O Ministério Público Federal do Ceará e a justiça da Bélgica estão fechando o cerco a um padre do país europeu que teria abusado sexualmente de crianças e adolescentes. Os crimes teriam ocorrido tanto no país natal do religioso quanto no Estado nordestino.

Na última sexta-feira (8), autoridades brasileiras estiveram na casa do suspeito no interior do Ceará para cumprir mandados de busca e apreensão. Foram apreendidos para análise documentos e o computador do padre.

O religioso manteve, entre os anos de 2003 e 2013, um abrigo informal para meninos (crianças e adolescentes) na cidade de Caucaia (CE). De acordo com a procuradora Livia Maria de Sousa, que acompanha o caso, ainda não houve a confirmação de que os crimes investigados na Europa se repetiram no Brasil.

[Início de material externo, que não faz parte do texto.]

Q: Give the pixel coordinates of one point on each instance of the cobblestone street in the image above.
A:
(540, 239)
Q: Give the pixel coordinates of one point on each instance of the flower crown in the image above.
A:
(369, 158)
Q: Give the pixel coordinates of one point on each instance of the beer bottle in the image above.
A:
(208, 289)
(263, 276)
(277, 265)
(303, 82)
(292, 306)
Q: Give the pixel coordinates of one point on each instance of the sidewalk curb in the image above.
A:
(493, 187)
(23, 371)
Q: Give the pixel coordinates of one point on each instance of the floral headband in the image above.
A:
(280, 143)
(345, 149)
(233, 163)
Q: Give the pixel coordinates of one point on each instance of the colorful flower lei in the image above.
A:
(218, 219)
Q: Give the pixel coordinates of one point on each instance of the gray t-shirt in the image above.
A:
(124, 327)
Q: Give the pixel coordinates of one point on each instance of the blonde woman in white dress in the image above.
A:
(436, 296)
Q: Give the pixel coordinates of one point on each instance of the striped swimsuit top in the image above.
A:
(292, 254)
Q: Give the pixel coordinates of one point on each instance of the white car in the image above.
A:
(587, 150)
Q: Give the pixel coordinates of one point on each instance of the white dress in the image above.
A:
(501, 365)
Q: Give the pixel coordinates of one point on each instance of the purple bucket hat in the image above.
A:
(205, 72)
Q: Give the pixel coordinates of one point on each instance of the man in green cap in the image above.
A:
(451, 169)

“Localizamos as crianças que moraram nesse abrigo, mas é complicado para as vítimas narrarem esse tipo de violência. Muitas vezes elas não aceitam o que aconteceu e, mesmo quando aceitam, muitas não querem que isso venha a público. Então nenhuma vítima narrou detalhes”, explica Livia.

As investigações foram iniciadas na Bélgica durante uma operação que apurava diversos membros da igreja por crimes sexuais. Ao menos três jovens teriam confirmado abusos desse padre, que se mudou para o Ceará em 2003.

Diante dessa informação, o Tribunal de Primeira Instância de Bruxelas solicitou em 2014 a cooperação das autoridades brasileiras para que o MPF coordenasse a apreensão de documentos, além de colher depoimentos do religioso, hoje com 77 anos de idade.

O padre foi ouvido pelo Ministério Público Federal e por autoridades belgas em novembro do ano passado. Na ocasião, o suspeito alegou que os fatos ocorridos na Bélgica não eram relevantes para a investigação em curso no Brasil e negou ter cometido crimes em seu abrigo.

“Os supostos crimes cometidos são puníveis tanto aqui no Brasil quanto na Bélgica, então a denúncia poderá ser oferecida tanto pelo Ministério Público Estadual quanto pelas autoridades europeias. Em caso de condenação, haverá a discussão política a respeito da extradição do religioso”, explica Livia.

O resultado da perícia dos documentos – que revelam a doação de imóveis a testemunhas do caso – e do computador apreendidos na semana passada deve sair em até 30 dias. O equipamento, inclusive, era utilizado para a comunicação do padre com a ordenação religiosa à qual ele pertence.